Я решил вернуться к самому началу, как обычно, отработав все сцены – словно это был лишь черновик, а не почти законченная вещь, в которой оставалось доделать только финал. В тот момент я понял, что упустил нечто важное, а именно – действие. Понимаете? Само действие. Уэллс не может просто умереть. Его следовало поставить в ситуацию, поистине невозможную. Нельзя, чтобы героя вели события: его покидает жена, чтобы уйти к его партнеру и основать новую студию. Он должен самостоятельно вести действие. Его могут в чем-то обвинить. Уэллс не умирает – умирает его жена.
Поняв, куда он ведет, я задумался, почему это до сих пор не пришло в голову мне? Для Стэнли Рота все, даже сам Стэнли Рот, имело значение лишь в случае, если это представало перед ним в виде сюжета или сценария, готового для производства очередного фильма. Я закончил его мысль:
– Уэллса обвиняют в ее убийстве. И затем Уэллс оказывается в суде. Это и есть действие, о котором вы говорите?
Рот жаждал рассказать мне больше. Я остановил его, задав еще один вопрос:
– Но Уэллс не убивал. Кто сделал это?
На губах Стэнли появилась загадочная ухмылка, словно он собирался раскрыть секрет.
– Помните еще одну картину Орсона Уэллса?
Я подумал, что он говорит о фильме, который мы уже обсуждали, – о «Принуждении». Оказалось, он имел в виду совсем другое.

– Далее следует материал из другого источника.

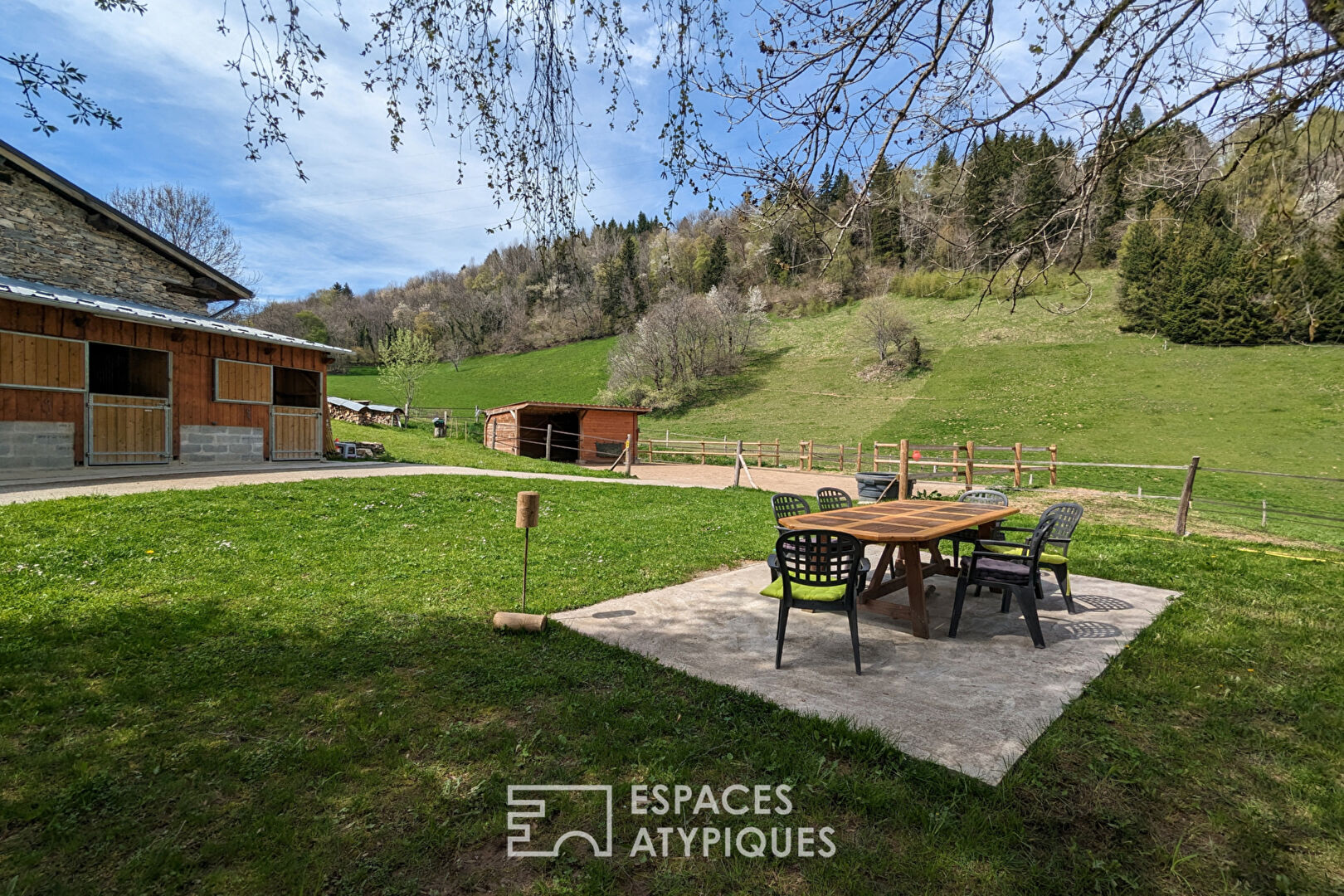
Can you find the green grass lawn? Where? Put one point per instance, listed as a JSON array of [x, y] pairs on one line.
[[566, 373], [416, 445], [295, 688]]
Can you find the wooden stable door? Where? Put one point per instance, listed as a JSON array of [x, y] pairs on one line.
[[296, 433], [128, 429]]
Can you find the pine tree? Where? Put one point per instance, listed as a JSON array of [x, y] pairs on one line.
[[888, 245], [717, 264], [1140, 293]]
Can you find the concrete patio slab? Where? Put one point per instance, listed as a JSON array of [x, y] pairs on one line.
[[973, 703]]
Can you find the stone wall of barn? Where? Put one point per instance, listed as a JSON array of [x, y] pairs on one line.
[[47, 240]]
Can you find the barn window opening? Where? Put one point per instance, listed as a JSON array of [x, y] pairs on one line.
[[297, 388], [565, 436], [121, 370]]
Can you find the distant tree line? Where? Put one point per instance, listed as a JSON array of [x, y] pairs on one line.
[[1214, 246]]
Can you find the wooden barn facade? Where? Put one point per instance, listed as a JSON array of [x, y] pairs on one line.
[[110, 355], [582, 433]]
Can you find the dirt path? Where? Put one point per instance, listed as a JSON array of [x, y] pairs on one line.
[[719, 477], [21, 494]]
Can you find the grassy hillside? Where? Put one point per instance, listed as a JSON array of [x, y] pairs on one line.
[[999, 375], [1042, 377], [566, 373]]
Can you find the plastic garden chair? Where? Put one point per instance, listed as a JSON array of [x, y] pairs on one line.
[[786, 504], [834, 499], [1055, 555], [969, 536], [1018, 574], [819, 571]]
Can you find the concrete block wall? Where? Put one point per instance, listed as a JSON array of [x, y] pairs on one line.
[[37, 445], [221, 444]]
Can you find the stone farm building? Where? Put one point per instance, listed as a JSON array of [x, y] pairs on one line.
[[110, 353], [583, 433]]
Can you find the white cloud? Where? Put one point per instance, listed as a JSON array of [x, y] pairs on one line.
[[368, 215]]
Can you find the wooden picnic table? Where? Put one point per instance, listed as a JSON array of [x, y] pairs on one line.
[[908, 525]]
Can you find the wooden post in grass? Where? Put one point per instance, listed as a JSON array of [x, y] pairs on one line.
[[903, 490], [526, 519], [1187, 496]]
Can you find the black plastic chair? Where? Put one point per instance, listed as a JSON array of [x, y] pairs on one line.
[[1016, 574], [819, 559], [786, 504], [990, 497], [834, 499], [1054, 557]]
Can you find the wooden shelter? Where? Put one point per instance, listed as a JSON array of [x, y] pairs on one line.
[[363, 412], [110, 353], [583, 433]]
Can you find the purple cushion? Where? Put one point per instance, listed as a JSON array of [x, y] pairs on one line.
[[1001, 568]]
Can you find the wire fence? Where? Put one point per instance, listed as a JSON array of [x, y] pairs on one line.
[[965, 464]]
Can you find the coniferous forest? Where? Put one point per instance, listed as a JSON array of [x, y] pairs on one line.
[[1213, 246]]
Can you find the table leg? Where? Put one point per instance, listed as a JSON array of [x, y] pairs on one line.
[[878, 574], [914, 586]]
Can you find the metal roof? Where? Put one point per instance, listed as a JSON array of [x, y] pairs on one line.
[[138, 314], [130, 227], [353, 405], [561, 406]]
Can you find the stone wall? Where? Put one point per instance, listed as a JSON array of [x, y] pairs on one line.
[[37, 446], [221, 445], [49, 240]]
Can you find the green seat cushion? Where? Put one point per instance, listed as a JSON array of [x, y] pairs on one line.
[[804, 592], [1053, 559]]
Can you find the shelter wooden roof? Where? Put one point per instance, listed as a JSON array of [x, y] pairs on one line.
[[562, 406], [901, 520]]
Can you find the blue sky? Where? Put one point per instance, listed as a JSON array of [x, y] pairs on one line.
[[366, 215]]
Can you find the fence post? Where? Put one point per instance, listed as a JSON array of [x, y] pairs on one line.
[[1187, 496], [903, 489]]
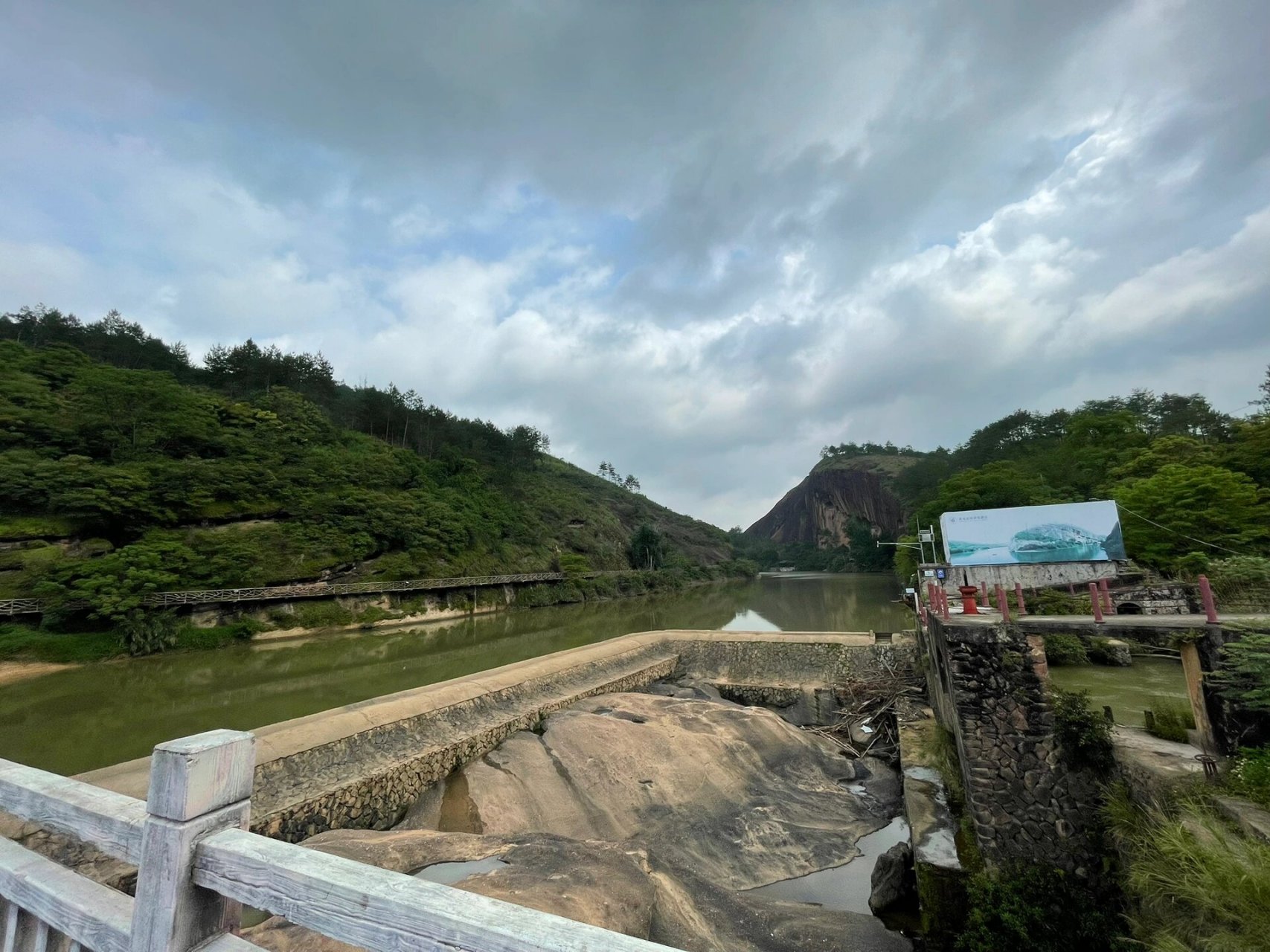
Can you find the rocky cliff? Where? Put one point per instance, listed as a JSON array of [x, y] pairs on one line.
[[821, 508]]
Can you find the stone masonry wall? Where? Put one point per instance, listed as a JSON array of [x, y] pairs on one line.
[[1024, 803], [1030, 575]]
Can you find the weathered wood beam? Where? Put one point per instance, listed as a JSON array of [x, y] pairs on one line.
[[108, 820], [91, 914], [385, 910]]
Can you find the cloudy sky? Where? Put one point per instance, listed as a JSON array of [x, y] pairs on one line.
[[696, 239]]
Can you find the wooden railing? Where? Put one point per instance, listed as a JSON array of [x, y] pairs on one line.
[[315, 589], [199, 863]]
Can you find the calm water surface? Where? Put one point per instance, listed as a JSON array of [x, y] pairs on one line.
[[1129, 691], [99, 715]]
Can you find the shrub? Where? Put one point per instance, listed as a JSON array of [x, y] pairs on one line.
[[1036, 908], [147, 632], [1244, 678], [1100, 652], [1241, 580], [1250, 774], [321, 614], [1056, 602], [25, 643], [573, 564], [1066, 649], [1083, 736], [1170, 720], [1194, 882]]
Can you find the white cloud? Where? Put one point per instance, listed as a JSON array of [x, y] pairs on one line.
[[695, 242]]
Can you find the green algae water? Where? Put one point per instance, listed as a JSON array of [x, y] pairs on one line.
[[1128, 691], [98, 715]]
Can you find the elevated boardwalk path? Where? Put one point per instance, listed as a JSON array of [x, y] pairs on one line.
[[314, 589], [1112, 625]]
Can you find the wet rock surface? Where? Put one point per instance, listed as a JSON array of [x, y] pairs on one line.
[[892, 878], [647, 815]]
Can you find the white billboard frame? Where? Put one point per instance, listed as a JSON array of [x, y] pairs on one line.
[[1029, 535]]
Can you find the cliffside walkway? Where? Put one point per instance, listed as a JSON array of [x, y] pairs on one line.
[[314, 589]]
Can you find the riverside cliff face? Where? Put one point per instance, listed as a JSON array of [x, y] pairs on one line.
[[818, 510]]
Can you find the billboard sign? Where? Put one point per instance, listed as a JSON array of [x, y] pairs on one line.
[[1067, 532]]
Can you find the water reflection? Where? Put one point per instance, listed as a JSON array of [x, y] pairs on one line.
[[93, 716]]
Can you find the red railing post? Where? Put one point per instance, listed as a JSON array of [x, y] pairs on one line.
[[1106, 596], [1205, 593]]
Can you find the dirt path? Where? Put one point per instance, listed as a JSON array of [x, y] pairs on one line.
[[13, 672]]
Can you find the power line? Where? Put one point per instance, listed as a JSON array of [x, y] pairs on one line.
[[1210, 545]]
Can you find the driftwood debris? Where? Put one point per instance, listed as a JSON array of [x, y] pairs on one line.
[[869, 710]]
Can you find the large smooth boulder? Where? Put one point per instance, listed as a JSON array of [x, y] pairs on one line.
[[733, 794], [892, 878], [648, 815]]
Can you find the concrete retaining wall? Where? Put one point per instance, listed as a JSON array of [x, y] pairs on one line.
[[1040, 575]]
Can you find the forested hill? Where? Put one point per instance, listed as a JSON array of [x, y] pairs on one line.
[[125, 466], [1193, 483]]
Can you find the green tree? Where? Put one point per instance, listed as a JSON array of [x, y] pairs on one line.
[[647, 549], [116, 584], [1189, 506]]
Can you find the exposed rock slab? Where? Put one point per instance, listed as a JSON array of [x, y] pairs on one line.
[[732, 794]]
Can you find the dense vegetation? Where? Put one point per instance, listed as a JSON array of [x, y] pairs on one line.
[[125, 469]]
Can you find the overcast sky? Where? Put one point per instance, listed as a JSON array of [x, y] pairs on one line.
[[699, 240]]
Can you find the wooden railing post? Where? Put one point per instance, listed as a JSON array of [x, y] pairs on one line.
[[197, 786]]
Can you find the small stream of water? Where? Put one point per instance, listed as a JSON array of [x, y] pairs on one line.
[[841, 887], [1128, 691]]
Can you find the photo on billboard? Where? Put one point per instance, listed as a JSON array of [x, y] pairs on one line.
[[1067, 532]]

– «Третий человек». Картину сняли в Англии. Говорили, это лучший британский фильм. – Рот с безнадежным видом покачал головой. – Уэллсу было двадцать шесть, когда он снял «Гражданина Кейна». Двадцать шесть лет, Господи Боже! К работе над «Третьим человеком» он пришел через семь или восемь лет. Я сейчас в два раза старше и… – Он опять с сожалением покачал головой, на этот раз коротко хмыкнув. – В этом фильме камера всегда стоит под углом к вертикали. Звучит необычно, но я сказал, как сказал. Разговаривают двое. Камера всегда показывает только одного из них. Причем стоит не прямо, как всегда, а под углом – и смотрит на этого человека снизу вверх. Потом она смотрит сверху или разворачивается на сорок пять градусов. Эффект состоит в изоляции того человека, на кого смотрит камера, с одной целью: подчеркнуть индивидуальность персонажа. Одновременно в кадре все оказывается таким, каким не бывает в жизни. Разумеется, это непосредственно связано с развитием действия – с загадкой «третьего человека». Помните, кем он оказался? После того как Гарри Лайма сбила машина, его мертвое тело несут трое. Двух опознали. Свидетель утверждает, что видел третьего человека. Кем был этот третий? Он всегда там был, прямо перед глазами. Третий человек… Помните? – спросил Рот со странным, почти насмешливым выражением.
Мне хотелось услышать продолжение, но Рот вдруг замолчал, и мне пришлось самому задать вопрос:
– Кто он? Кто этот «третий человек»? Стэнли, скажите – кто убивает жену Уэллса в новой версии сценария? Кто всегда перед глазами? Кто убил Мэри Маргарет?
Думаю, Рот заранее подготовился к этому вопросу, мысленно повторяя его с момента, когда я спросил в первый раз, стоя около пустого бассейна, в котором обнаружили мертвое тело его жены.
– Если я расскажу, это разрушит сюжет, – ответил он, поднимаясь со скамьи.